Machine-learning algorithms

Four distinctly different machine-learning algorithms were used to predict the likelihood of calving difficulty. These were decision trees (DT), naïve Bayes (NB), random forest (RF), and logistic regression (LR). A summary of the performance characteristics of these algorithms is given below.

Decision trees (DT)

DT is a decision support tool with tree-shaped structures that chooses features on the basis of their level of information. Selection and testing of features is first undertaken at the root of the trees, while testing for other attributes is conducted in the subordinate nodes. The criteria for choosing which attribute to test at each node is based on the information-theoretic heuristic of minimising entropy (McQueen et al. 1995).

Naïve Bayes (NB)

NB is one of the simplest machine-learning algorithms following Bayes’ rule, assuming that all features are independent (Friedman et al. 1997). The posterior probability for a variable C is based on the features f₁,.., f_n, where n is the number of features that can be calculated by multiplying the probabilities of every feature in each class (Murty and Devi 2011).

Random forest (RF)

A random forest is a type of ensemble method where multiple classifiers are trained using bootstrap samples from the training set and a random subset of features is used for generating each of these classifiers (Breiman 2001). In contrast to bagged decision trees, which also use randomly selected subsets for each tree, the RF algorithm selects a random subset of features from the available pool for each split in the tree during the training phase (Hempstalk et al. 2015).

Logistic regression (LR)

LR relates the independent variables to the probability of each category in the dependent variable. Despite the limitations of linear regression being unable to produce a probability between 0 and 1, as well as violating the assumption of independence and normal distribution of errors when dealing with categorical and binary variables, LR handles this by transforming the target variable, which is then approximated using weights, much as linear regression does. Maximising the log-likelihood determines the optimal weights for the model (Hempstalk et al. 2015; Witten et al. 2017).

Prediction model

The analysis was performed using WEKA Machine Learning Workbench (Witten et al. 2017) to predict the likelihood of calving difficulty. A percentage method was used to randomly divide the original dataset into two subsets, namely, a training and a test dataset (at a ratio of 70:30), so that the rate of difficult calving in each subset was equal to the original one, i.e. 18.7%. In this study, two methods of down-sampling and cost-sensitive techniques were used to balance the original dataset and to improve the prediction method. SpreedSunSample of the filter group in WEKA (Witten et al. 2017) was used for down-sampling the majority class of the response variable. The cost-sensitive method moves the threshold towards the lower or minor classes to increase the error cost for the lower class in which less error occurs (Jabeur et al. 2020). In this study, false negative on the cost was considered for false negative on the higher score (difficulty calving). Finally, three datasets, namely (1) original, including herd–cow information, (2) down-sampled dataset based on the original dataset, and (3) cost-sensitive dataset based on the original dataset, were available for the prediction model.

Model evaluation

So as to identify the best predictive model for calving difficulty, each model was evaluated in terms of its own specific predictive ability. Performance comparisons have commonly been based on graphical performance assessments (i.e. receiver operating characteristic (ROC) curve and prediction-recall curve), which have also been applied to imbalanced datasets in recent years (Saito and Rehmsmeier 2015).
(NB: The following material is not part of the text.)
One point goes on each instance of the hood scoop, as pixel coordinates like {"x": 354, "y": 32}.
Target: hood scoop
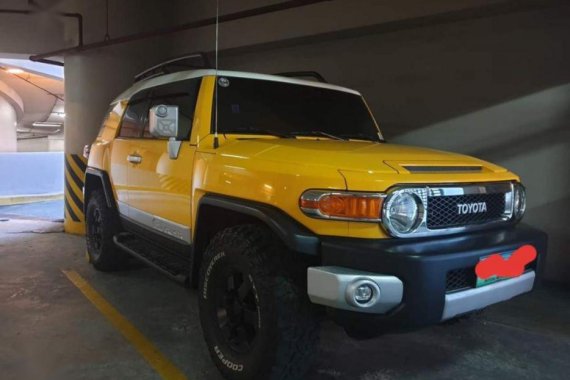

Other parameters that have been recommended for the evaluation of the performance of predictive models for imbalanced datasets are the F-measure, weighted area under the curve (AUC), and Matthews correlation coefficient (Bekkar et al. 2013). Statistically, accuracy is not an appropriate measure of the performance of a prediction model when the dataset is imbalanced (Bekkar et al. 2013). In this study, the AUC, F-measure, and graphical performance assessments were used to evaluate the performance of different models, and algorithms. The AUC was also examined because it is still widely used despite reports that it does not always perform well for imbalanced datasets (Briggs and Zaretzki 2008). Comparisons were presented on the basis of the original scales as means ± s.d., with an acceptable significant difference when P < 0.05. Plots were drawn in the R environment (R Core Team 2022).

F-measure is a measure of the accuracy of a test. It is calculated from the precision or positive predictive value and recall or true positive rate, as follows:

F - measure = \frac{2 \times Precision \times Recall}{Precision + Recall}

where $Precision = \frac{TP}{TP + FP}$ and $Recall = \frac{TP}{TP + FN}$ , where, TP = true positive, FN = false negative, FP = false positive and TN = true negative.

Results

Prediction model of calving difficulty based on herd–cow factors

The incidence rate of difficult calving was 18.7%, presenting an imbalanced dataset. For instance, using the RF algorithm in this study, calf bodyweight and calving interval emerged as the highest rankings for predicting the incidence of calving difficulty (Table 2).

Table 2.The ranking of the most important predictors for calving difficulty in Iranian Holstein cows derived using the random forest algorithm.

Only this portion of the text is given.